Up first on our list of high-volume stocks is Apple (AAPL). Apple is a perennially high-volume stock, but it's making an appearance on our list thanks to a bullish technical setup that's been forming in shares for the last couple of months. Apple has been forming an ascending triangle since March, bumping up against resistance up at $132.50. Friday's test of support at $126 was a big level -- and it helped to fuel the "melt-up" that took place over the course of Friday's session. By the time the closing bell range, AAPL was up more than 3%.

Long-term, Apple continues to look attractive on the dips, but a breakout above $132.50 is a much better breakout buy signal to follow into this stock.

LinkedIn


Nearest Resistance: $210
Nearest Support: $190
Catalyst: Q1 Earnings

There's no two ways about it: Last week was brutal for shares of LinkedIn (LNKD). The social network shed 18.6% on Friday, slammed lower following its first-quarter earnings call.

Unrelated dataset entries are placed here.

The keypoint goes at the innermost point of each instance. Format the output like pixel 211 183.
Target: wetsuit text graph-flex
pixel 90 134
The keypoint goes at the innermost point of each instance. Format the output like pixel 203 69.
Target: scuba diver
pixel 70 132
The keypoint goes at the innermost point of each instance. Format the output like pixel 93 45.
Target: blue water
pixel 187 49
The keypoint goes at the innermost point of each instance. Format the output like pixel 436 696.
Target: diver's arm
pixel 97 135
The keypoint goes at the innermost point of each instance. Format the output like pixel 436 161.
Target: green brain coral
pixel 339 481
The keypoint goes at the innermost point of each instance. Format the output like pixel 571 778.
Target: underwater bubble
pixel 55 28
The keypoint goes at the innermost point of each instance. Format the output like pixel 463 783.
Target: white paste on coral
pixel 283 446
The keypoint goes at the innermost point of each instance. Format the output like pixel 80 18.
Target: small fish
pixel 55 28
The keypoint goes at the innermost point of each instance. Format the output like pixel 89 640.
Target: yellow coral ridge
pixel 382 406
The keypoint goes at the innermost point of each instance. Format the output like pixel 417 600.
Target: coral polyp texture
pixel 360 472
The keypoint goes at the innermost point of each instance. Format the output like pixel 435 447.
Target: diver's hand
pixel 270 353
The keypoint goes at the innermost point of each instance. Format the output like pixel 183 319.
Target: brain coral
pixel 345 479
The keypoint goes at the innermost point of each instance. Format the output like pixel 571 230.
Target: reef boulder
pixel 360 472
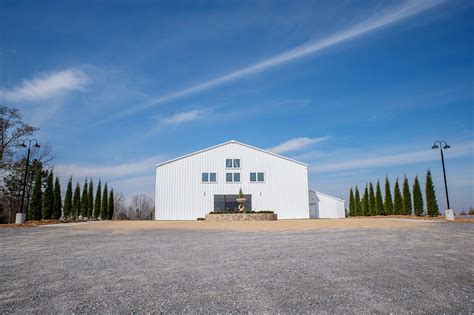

Excluding one-time charges, LNKD earned a profit of 57 cents for the first quarter, a solid number that was almost exactly in line with analysts' expectations. But forecasts for the second quarter were ugly, and the firm cut its guidance for the full year as a result. That's the real reason behind LNKD's selloff.

Technically speaking, LinkedIn's chart looks pretty ugly here. Shares had been in a pretty textbook uptrend going back to October, bouncing off of trend line support on every successive test. But today's big violation of that uptrend means that the rally is over now. Shares could retreat down to $190 support without passing through any technically-important price levels.